Factor Pairs of 35 (Visualization)

Factor pairs of 35 are sets of two numbers that, when multiplied together, result in 35. Factor pairs are symmetric and mirror around the square root of 35, such as (1, 35) and (35, 1), and can be both positive and negative pairs as long as their product equals 35.

Factor pairs of 35:
Negative factor pairsPositive factor pairs
(-1, -35)(1, 35)
(-5, -7)(5, 7)

All factor pairs of 35 are (1, 35), (5, 7), (-1, -35), (-5, -7).

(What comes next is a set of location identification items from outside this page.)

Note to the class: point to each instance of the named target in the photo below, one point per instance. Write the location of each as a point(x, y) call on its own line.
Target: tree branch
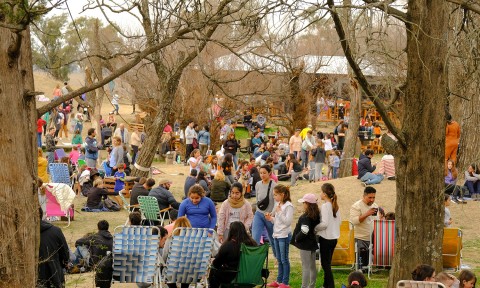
point(383, 5)
point(360, 77)
point(42, 110)
point(467, 5)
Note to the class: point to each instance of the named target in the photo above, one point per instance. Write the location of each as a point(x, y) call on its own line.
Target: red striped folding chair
point(383, 244)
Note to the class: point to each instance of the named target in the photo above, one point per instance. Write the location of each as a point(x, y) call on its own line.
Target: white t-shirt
point(191, 161)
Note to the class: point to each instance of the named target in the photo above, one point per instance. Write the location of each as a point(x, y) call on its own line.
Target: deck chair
point(189, 255)
point(135, 255)
point(383, 244)
point(126, 205)
point(451, 248)
point(252, 268)
point(418, 284)
point(59, 173)
point(57, 193)
point(151, 212)
point(344, 253)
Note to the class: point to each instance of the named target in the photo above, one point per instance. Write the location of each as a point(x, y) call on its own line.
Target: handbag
point(195, 143)
point(263, 204)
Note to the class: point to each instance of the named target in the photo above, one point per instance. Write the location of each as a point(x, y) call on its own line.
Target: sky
point(124, 20)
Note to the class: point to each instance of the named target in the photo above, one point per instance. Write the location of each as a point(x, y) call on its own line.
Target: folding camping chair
point(135, 255)
point(150, 210)
point(54, 209)
point(189, 255)
point(452, 248)
point(344, 253)
point(383, 244)
point(251, 271)
point(126, 205)
point(59, 173)
point(418, 284)
point(108, 170)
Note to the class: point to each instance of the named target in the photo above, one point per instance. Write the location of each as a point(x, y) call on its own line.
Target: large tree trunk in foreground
point(18, 197)
point(419, 150)
point(351, 137)
point(419, 205)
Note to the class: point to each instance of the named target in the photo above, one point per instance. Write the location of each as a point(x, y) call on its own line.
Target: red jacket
point(40, 123)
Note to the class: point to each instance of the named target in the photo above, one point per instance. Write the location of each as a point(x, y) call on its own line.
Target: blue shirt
point(202, 215)
point(204, 137)
point(119, 183)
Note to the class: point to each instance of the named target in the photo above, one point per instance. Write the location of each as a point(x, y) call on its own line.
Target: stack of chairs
point(189, 255)
point(135, 255)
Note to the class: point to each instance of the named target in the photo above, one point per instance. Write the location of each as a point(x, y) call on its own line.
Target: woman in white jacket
point(328, 231)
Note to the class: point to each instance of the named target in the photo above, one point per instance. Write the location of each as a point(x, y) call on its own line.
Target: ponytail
point(334, 205)
point(329, 190)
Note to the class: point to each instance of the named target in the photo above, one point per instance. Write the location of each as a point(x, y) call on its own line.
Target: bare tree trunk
point(351, 138)
point(419, 208)
point(299, 107)
point(18, 202)
point(420, 146)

Why Should I Care About Factors of 35?

Turns out, factors aren’t just about boring math equations—they’re like secret superpowers hiding inside numbers! Knowing them can help you split things up, share with friends, or even spot hidden patterns. Want to know how? Check out these real-life examples that show just how cool factors really are:

  • Organizing Books: You have 35 books and want to organize them in equal stacks. If you make 5 stacks, there will be 7 books per stack because 5 × 7 = 35.
  • Baking Cookies: You baked 35 cookies and want to pack them in boxes. If each box holds 5 cookies, you’ll need 7 boxes because 5 × 7 = 35.
  • Crafting Ornaments: You have 35 ornaments to craft. If each person makes 1 ornaments, you’ll need 35 people to complete all the crafts because 1 × 35 = 35.
  • Organizing a Garage Sale: You have 35 items to sell at a garage sale. If each table can display 5 items, you’ll need 7 tables because 5 × 7 = 35.
  • Organizing a Charity Run: You have 35 runners for a charity event. If you divide them into 1 teams, each team will have 35 runners because 1 × 35 = 35.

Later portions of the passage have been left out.